62ª Reunião Anual da SBPC
C. Ciências Biológicas - 3. Bioquímica - 1. Biologia Molecular
EXPRESSÃO DE ENZIMAS CELULOLÍTICAS NA PAREDE CELULAR DE Saccharomyces cerevisiae
Beatriz Chiyin Ma 1
Lídia Maria Pepe de Moraes 2
1. Depto.Biologia Celular, Inst.de Ciências Biológicas,Universidade de Brasília/UnB
2. Profa.Dra./Orientadora - Depto.Biologia Celular, Inst.de Ciências Biológicas/UnB
INTRODUÇÃO:
O Brasil gera toneladas de bagaço de cana-de-açúcar anualmente. Um dos principais componentes do material lignocelulósico do bagaço é a celulose. A levedura Saccharomyces cerevisiae é o principal microorganismo gerador de etanol no Brasil, mas ela é incapaz de utilizar a celulose para a produção de etanol.
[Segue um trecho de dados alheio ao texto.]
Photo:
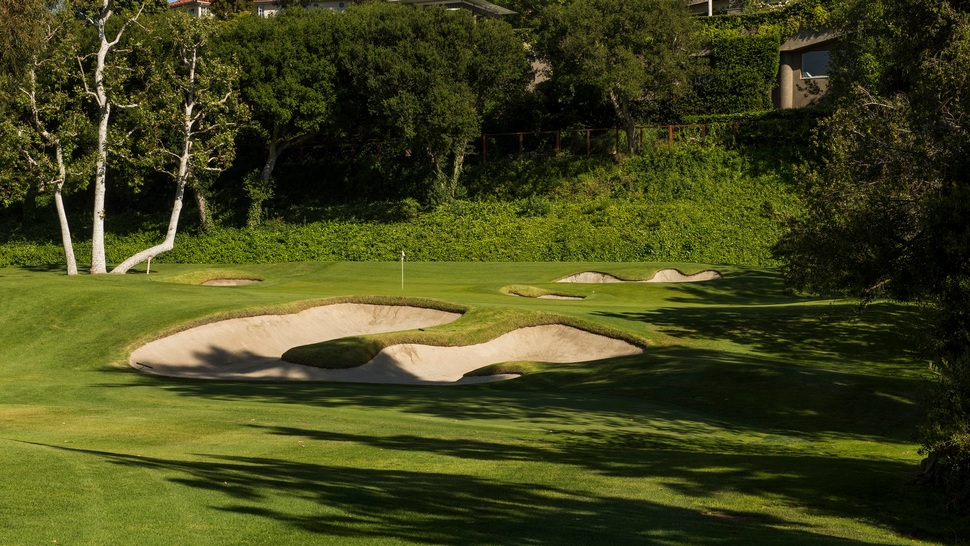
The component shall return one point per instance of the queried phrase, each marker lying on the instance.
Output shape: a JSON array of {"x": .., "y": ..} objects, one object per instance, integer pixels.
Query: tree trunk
[
  {"x": 459, "y": 162},
  {"x": 261, "y": 189},
  {"x": 203, "y": 205},
  {"x": 98, "y": 261},
  {"x": 166, "y": 245},
  {"x": 69, "y": 258},
  {"x": 181, "y": 179},
  {"x": 622, "y": 110}
]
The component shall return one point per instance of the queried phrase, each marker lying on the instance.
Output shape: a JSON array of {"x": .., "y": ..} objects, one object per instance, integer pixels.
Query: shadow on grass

Para que a levedura possa aproveitar a celulose, esta deve ser reduzida a glicose pela ação das enzimas endoglicanase, exoglicanase e beta-glicosidase. O objetivo deste trabalho consiste na geração de linhagens recombinantes de S.cerevisiae para a produção de etanol via fusão dos genes egl2 e cbh1.2 de Humicola grisea com a alfa-aglutinina de S.cerevisiae, uma proteína de parede celular envolvida na adesão celular durante o acasalamento. Esta construção permitirá a expressão das proteínas de interesse na parede celular da levedura e o desenvolvimento de reatores de conversão de celulose a glicose com as enzimas aderidas à parede celular e às leveduras imobilizadas.
METODOLOGIA:
Oligonucleotídeos específicos foram desenhados para a amplificação dos genes de interesse de modo a fusioná-los ao fragmento de DNA correspondente à região C-terminal da alfa-aglutinina de S.cerevisiae. Os genes da egl2 e da cbh1.2 foram amplificados por técnicas de PCR, inseridos em vetor de clonagem (pGEM-T) e transformados em células de Escherichia coli, utilizando protocolo específico. Colônias contendo o inserto desejado foram selecionadas, seus plasmídeos extraídos e os genes purificados. O passo seguinte consiste na fusão dos genes de interesse ao vetor pIJα, previamente construído, contendo a região C-terminal da âncora de GPI do gene da alfa-aglutinina, fase ainda não concluída. Em uma próxima etapa, as enzimas fusionadas serão clonadas no vetor YEP351:PGK e os plasmídeos resultantes serão utilizados na transformação da linhagem MFL de S.cerevisiae. Os transformantes serão analisados quanto à capacidade de produção enzimática e de crescimento em substratos específicos.
RESULTADOS:
O desenho dos oligonucleotídeos foram analisados e comparados às sequências dos genes de interesse utilizando o programa BLAST. As amplificações dos genes da egl2 e cbh1.2 foram confirmadas por meio de análise em gel de agarose utilizando marcador λBstBII, correspondendo aos tamanhos esperados de 1,353kb (cbh1.2) e 1,167kb (egl2). Dificuldades foram encontradas em relação à fusão dos genes de interesse ao vetor de clonagem pGEM-T. Sugere-se que uma possível degradação do ATP e algum fator no kit de purificação dos genes de interesse estejam impedido a etapa de ligação dos insertos desejados ao vetor. A mudança do kit de purificação e a adição de ATP na fase de ligação foram feitas na tentativa de solucionar o problema. A etapa de fusão dos genes de interesse ao vetor pIJα ainda não foi concluída.
CONCLUSÃO:
O preparo de amostras para a fusão de genes de interesse a regiões específicas nos vetores passa por diversas etapas que são sensíveis a qualquer alteração realizada. Desde as reações de amplificação por PCR, passando pela purificação final e à ligação do inserto ao vetor, modificações sensíveis em seus parâmetros são determinantes no sucesso ou no fracasso da etapa seguinte. O passo seguinte nesse estudo consiste na modificação de parâmetros na tentativa de obtenção de resultados mais promissores na fusão dos genes de interesse ao gene da alfa-aglutinina e de superação dos obstáculos atuais. Assim, espera-se que este trabalho possa alcançar ao objetivo final, que consiste no sucesso no aproveitamento da celulose como fonte de carbono para a produção de etanol.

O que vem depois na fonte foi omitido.